Any other suggestions?

A: 

You will want to look into the bytea data type referenced here: http://www.postgresql.org/docs/8.4/interactive/datatype-binary.html

There is also bit string data types: http://www.postgresql.org/docs/8.4/interactive/datatype-bit.html

Jordan S. Jones
+1  A: 

Will you ever lookup records using these values?

If yes - use normal datatypes like int4 (or even int8 if you're on 64bit architecture).

If not - first ask yourself - what is the point of storing this values in Pg? You can use bytea (complicated i/o), or bitstrings (even more complicated i/o) but what is the point? How many billion records you're going to have? Did you actually check that smaller datatype uses less space (hint: it doesn't, check it - there are data alignment issues involved)? Are you working under impression that smaller datatype is faster (it isn't. It's actually more complex to compare two int2 values than two int4 values on 32bit architecture).

depesz
you have valid questions some of which I could have preempted by providing more information. I have 6 8-bit values, and expected 120 billion rows. Hence, the desire to conserve space as much as possible.
punkish
Actually it does save space storing int2 vs int4. I tested on 8.4 and storing 7 x int2 = 38 bytes per tuple; 7 x char(1) = 41 bytes; 7 x int4 = 52 bytes.
Scott Bailey
+1  A: 

Given that the overhead for any row in PostgreSQL is 23 bytes (HeapTupleHeaderData), if you really care about small amounts of space this much you've probably picked the wrong way to store your data.

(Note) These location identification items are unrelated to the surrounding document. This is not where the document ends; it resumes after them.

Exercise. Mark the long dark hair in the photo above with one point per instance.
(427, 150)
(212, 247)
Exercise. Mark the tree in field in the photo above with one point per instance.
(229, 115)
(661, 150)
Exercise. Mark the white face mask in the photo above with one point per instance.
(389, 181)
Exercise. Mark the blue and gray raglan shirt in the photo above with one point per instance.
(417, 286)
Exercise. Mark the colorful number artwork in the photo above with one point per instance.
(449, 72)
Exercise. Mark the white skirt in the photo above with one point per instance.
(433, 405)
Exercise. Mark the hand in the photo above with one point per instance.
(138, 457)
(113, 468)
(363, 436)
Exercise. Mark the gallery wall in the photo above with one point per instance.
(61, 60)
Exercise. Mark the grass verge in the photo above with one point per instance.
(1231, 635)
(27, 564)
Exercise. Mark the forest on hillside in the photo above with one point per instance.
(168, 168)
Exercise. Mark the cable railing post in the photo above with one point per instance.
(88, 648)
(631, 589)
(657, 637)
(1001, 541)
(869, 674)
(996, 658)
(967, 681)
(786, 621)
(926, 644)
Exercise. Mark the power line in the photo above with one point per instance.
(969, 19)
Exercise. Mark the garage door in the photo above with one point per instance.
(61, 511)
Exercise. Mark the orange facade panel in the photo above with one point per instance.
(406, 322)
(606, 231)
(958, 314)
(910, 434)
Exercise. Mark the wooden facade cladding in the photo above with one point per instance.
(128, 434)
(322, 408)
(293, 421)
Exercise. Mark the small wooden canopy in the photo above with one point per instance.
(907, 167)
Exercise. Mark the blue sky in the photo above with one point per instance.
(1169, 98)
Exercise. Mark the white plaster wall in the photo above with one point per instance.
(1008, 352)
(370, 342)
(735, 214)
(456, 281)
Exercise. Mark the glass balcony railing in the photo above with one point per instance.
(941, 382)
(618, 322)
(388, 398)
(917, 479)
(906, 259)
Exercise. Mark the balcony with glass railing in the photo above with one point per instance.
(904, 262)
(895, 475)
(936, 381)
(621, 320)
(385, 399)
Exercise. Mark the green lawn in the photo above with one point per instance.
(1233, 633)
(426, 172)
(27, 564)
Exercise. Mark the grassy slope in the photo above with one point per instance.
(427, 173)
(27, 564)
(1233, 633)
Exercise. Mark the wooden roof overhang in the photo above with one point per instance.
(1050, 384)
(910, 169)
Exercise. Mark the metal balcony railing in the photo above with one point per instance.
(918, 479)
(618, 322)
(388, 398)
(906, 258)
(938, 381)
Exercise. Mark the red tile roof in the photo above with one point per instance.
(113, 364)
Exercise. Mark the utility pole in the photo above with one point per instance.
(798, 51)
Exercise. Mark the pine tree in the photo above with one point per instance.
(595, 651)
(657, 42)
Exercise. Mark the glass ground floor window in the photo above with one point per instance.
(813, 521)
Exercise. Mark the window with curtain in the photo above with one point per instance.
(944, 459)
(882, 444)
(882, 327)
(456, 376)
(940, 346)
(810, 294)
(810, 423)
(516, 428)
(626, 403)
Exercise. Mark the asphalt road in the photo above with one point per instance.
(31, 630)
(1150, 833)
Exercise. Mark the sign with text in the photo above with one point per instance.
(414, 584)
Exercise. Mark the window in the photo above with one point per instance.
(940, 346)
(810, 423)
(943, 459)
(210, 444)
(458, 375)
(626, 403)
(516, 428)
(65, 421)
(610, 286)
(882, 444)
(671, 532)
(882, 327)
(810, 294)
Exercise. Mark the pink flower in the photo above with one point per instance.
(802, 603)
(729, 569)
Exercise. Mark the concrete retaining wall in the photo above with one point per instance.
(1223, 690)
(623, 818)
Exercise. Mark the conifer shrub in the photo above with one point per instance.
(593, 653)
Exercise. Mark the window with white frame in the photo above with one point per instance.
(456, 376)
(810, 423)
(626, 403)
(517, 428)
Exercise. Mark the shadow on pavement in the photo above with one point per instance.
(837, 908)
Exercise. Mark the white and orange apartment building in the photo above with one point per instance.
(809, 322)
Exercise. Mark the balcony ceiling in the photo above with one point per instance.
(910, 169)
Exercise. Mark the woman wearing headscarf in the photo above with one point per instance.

Regardless, since all the more complicated types have their own overhead (bytea adds four bytes of overhead for example, bit strings 5 to 8), the only way to accomplish what you're looking for is to use a bigint (8 bytes), numerically shifting each value and OR-ing together the result. You can do this using the bit string operations to make the code easier--compute as bit string, then cast to bigint before storing--or just manually multiply/add if you want speed to be better. For example, here's how you store two bytes together into a two byte structure and then get them back again:

int2 = 256 * byte1 + byte2
byte1 = int2 / 256
byte2 = int2 % 256

You can extend the same idea into storing 7 of them that way. Retrieval overhead is still going to be terrible, but you will have actually saved some space in the process. But not very much relative to just the row header.

Greg Smith
each row has 6 x 1 byte integers (?), 3 x 2 byte integers (SMALLINT), and 2 x 4 byte integers (INT). That is a total of 20 bytes per row, plus Pg's overhead. Since Pg provides only SMALLINTs as the smallest value, my 6 1 byte values will take 12 bytes. I am looking for a possible alternative for these. A savings of 6 bytes times 120 billion rows is about 670 GB (if my calculation is correct).That said, I do need to take out these values individually, so I might pay the price in retrieval speed. I need to balance the two. 0.7 TB is not a huge amount of space in the bigger scheme of things.